Simplicity is something I embrace and is part of our brand’s vision and tagline. How we simplify is to keep improving on processes making it simpler and better for our clients and partners. We know that we are rarely going to hit it right off the ballpark but slowly and surely continue to simplify and improve along the way. This is especially important for personal finance as there is just so much noise and often unnecessary complexity involved that turns people off. I guess it shows that we are making personal finance simple when our audience tells us that they like what we share as it’s simple, unbiased, and yet in depth. Also, we have a close to equal gender balance between male and female, which is very rare for a financial-related site!



As your startup continues to grow, it may be time to consider scaling up the business. Scaling up your startup needs to be done in a responsible manner. This means not over-committing, over-spending, or over-leveraging on debt. Here are a few questions to ask yourself as you consider scaling:-

  • Is your business scalable? What is the demand like? Can it be easily replicated?
  • Are you sure you want to scale? Scaling changes the business which may or may not be what you’re looking for.
  • How will you raise funding? Many new business owners do not realize that raising money can be a full time job in itself.

Various costs will be incurred and challenges faced in scaling including people and technology.

You need to hire the right people so you can delegate effectively to scale. Company culture and values are of great importance as you build a belief system and challenge people to grow. There needs to also be a sense of urgency with deadlines and goals in place.

Technology helps reduce costs and speed up the process of scaling. However, you still need to pick the right technology at the right price that fits your needs. You need to master your branding, marketing, and sales flow to generate leads and convert prospects to clients.

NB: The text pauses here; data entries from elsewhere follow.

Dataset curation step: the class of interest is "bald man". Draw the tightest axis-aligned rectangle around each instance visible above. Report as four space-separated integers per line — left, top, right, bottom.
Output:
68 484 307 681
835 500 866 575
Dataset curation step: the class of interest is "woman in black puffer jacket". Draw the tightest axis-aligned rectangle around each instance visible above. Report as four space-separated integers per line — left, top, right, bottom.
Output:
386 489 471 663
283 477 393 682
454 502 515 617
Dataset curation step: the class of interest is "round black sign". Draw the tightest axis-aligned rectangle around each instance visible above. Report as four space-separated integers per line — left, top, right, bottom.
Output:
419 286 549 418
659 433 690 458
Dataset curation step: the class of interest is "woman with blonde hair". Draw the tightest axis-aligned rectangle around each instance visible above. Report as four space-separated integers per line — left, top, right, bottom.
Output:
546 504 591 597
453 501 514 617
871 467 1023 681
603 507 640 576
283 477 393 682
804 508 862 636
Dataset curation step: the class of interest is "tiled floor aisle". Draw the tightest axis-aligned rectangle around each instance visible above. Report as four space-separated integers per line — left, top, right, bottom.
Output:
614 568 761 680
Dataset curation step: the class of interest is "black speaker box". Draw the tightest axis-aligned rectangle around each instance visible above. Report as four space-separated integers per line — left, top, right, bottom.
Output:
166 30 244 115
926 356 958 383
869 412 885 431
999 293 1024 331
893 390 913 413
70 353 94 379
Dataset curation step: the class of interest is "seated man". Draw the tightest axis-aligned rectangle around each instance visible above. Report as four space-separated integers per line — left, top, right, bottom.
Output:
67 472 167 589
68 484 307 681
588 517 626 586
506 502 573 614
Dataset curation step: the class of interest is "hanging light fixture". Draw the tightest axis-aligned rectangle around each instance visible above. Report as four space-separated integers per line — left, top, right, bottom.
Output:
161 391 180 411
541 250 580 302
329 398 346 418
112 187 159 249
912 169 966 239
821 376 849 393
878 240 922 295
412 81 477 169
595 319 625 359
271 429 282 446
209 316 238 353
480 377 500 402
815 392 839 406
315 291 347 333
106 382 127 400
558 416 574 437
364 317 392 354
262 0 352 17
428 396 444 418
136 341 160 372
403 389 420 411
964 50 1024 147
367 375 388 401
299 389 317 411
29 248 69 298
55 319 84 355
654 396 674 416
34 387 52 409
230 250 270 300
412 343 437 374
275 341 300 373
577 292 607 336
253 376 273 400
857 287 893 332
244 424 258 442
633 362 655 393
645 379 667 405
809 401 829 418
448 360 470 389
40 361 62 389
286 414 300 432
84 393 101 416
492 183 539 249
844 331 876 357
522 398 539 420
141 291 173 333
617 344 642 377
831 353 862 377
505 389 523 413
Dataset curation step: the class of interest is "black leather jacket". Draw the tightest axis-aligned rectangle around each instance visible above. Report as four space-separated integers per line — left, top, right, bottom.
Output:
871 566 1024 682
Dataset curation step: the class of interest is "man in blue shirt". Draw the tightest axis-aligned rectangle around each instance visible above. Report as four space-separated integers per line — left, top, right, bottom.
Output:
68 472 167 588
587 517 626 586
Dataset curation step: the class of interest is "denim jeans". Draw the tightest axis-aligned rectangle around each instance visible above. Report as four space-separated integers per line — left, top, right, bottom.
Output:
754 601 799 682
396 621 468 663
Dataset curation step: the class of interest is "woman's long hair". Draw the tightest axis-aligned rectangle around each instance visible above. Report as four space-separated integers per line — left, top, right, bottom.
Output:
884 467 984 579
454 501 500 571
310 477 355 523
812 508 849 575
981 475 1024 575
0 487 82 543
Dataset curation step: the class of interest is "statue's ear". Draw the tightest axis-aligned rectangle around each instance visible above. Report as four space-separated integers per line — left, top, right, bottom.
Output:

I am, like many of you, also continuing to learn and grow especially in scaling the business. Our strategic business direction has changed as well to focus not merely on lead generation for financial services but to also be profitable, sustainable, and scalable. My role has recently expanded more in branding and marketing, which is a new learning area for me. (Note: I’m hiring a branding and marketing manager) I have also been learning to delegate effectively to the right people so we can scale better. And I am looking forward to new technological implementations and analytics to help us continue growing!



Growing a startup has been a ride with both bumps and straight roads. I thank God, my better half, our MyPF team, Wealth Vantage Advisory, our partners, and each one of you reading this article. I am immensely humbled by the growth and opportunities both personal and for this financial education site. I look forward to continue simplifying, sharing, and scaling in the days ahead. The journey has only just begun. Let’s make it an awesome one!